Low beta repetitive transcranial magnetic stimulation to human dorsolateral prefrontal cortex during object recognition memory sample presentation, at a task related frequency observed in local field potentials in homologous macaque cortex, impairs subsequent recollection but not familiarity.
Wu Z., Kavanova M., Hickman L., Boschin E., Galeazzi JM., Verhagen L., Ainsworth M., Pedreira C., Buckley MJ.
According to dual-process signal detection (DPSD) theories, short and long-term recognition memory draw upon both familiarity and recollection. It remains unclear how primate prefrontal cortex (PFC) contributes to these processes but frequency-specific neuronal activities are considered to play a key role. In Experiment 1, non-human primate (NHP) local field potential (LFP) electrophysiological recordings in macaque left dorsolateral PFC (dlPFC) revealed performance-related differences in a low beta frequency range during the sample presentation phase of a visual object recognition memory task. Experiment 2 employed a similar task in humans and targeted left dlPFC (and vertex as a control) with repetitive transcranial magnetic stimulation (rTMS) at 12.5Hz during occasional sample presentations. This low beta-frequency rTMS to dlPFC decreased DPSD derived indices of recollection, but not familiarity, in subsequent memory tests of the targeted samples after short delays.
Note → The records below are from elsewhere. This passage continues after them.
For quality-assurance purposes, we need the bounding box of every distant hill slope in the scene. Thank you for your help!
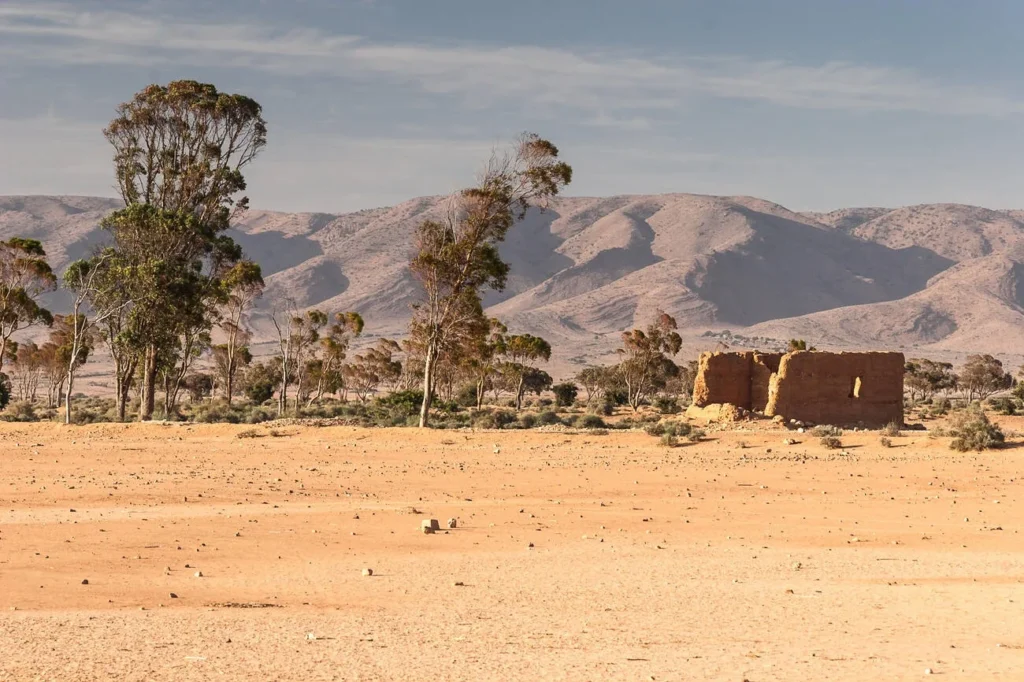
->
[0,194,1024,372]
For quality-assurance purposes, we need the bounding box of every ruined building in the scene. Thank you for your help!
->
[687,350,903,426]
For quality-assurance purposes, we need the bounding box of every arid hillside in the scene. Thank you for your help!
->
[0,195,1024,365]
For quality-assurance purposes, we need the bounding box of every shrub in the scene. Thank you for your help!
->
[577,415,604,429]
[882,422,903,438]
[455,384,476,408]
[949,408,1007,453]
[3,400,38,422]
[654,395,682,415]
[537,410,562,426]
[643,422,665,438]
[551,382,580,408]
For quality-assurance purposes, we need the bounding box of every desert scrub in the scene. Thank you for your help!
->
[949,408,1007,453]
[575,415,604,429]
[882,422,903,438]
[820,436,843,450]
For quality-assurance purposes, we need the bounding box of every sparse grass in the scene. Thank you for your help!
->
[949,408,1007,453]
[882,422,903,438]
[819,435,843,450]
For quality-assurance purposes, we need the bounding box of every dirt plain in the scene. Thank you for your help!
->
[0,418,1024,682]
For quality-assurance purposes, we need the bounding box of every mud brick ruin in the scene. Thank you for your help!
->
[687,350,904,426]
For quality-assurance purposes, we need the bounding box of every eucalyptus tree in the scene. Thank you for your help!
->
[103,81,266,420]
[0,237,57,371]
[410,134,572,428]
[500,334,551,410]
[616,312,683,412]
[215,260,264,404]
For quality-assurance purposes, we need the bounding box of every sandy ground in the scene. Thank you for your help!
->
[0,417,1024,682]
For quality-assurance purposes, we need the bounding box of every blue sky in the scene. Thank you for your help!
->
[0,0,1024,212]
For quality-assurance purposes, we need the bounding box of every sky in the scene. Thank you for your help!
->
[0,0,1024,212]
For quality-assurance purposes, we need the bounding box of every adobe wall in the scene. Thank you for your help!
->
[743,352,782,412]
[692,352,754,410]
[765,351,904,426]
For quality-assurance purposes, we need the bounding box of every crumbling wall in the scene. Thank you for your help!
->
[746,352,782,412]
[765,351,904,426]
[692,352,754,410]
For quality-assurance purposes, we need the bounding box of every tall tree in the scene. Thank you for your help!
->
[309,312,364,404]
[617,312,683,412]
[0,237,57,370]
[410,134,572,428]
[959,354,1013,400]
[220,260,264,404]
[103,81,266,420]
[501,334,551,410]
[63,249,131,424]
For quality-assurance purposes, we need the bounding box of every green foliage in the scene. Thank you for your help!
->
[551,381,580,408]
[882,422,903,438]
[615,312,683,412]
[245,363,281,404]
[577,415,605,429]
[949,408,1007,453]
[0,400,39,422]
[786,339,817,352]
[537,410,562,426]
[519,412,540,429]
[410,134,572,426]
[654,395,682,415]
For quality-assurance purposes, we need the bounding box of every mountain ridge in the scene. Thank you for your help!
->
[0,194,1024,372]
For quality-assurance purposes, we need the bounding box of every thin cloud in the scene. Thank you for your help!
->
[6,2,1024,118]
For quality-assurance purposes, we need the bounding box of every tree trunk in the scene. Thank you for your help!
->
[420,342,437,429]
[65,366,75,424]
[138,344,157,422]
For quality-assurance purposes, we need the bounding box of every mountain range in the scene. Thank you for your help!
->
[0,194,1024,371]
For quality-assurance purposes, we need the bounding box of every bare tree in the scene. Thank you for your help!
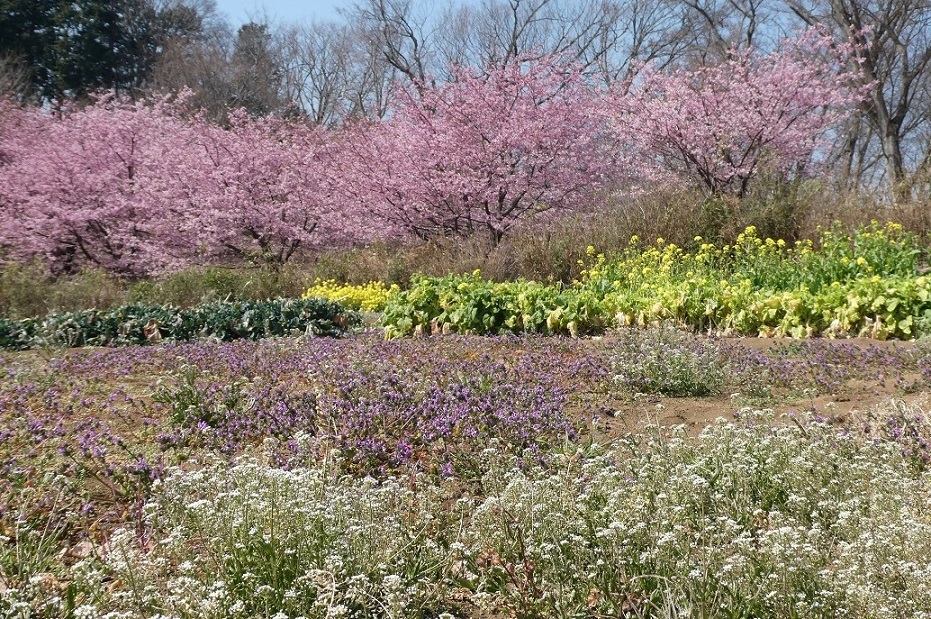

The same number of rTMS pulses over the same total duration albeit at a random frequency had no effect on either recollection or familiarity. Neither stimulation protocol had any causal effect upon behaviour when targeted to the control site (vertex). In this study our hypotheses for our human TMS study were derived from our observations in NHPs; this approach might inspire further translational research through investigation of homologous brain regions and tasks across species using similar neuroscientific methodologies to advance the neural mechanism of recognition memory in primates.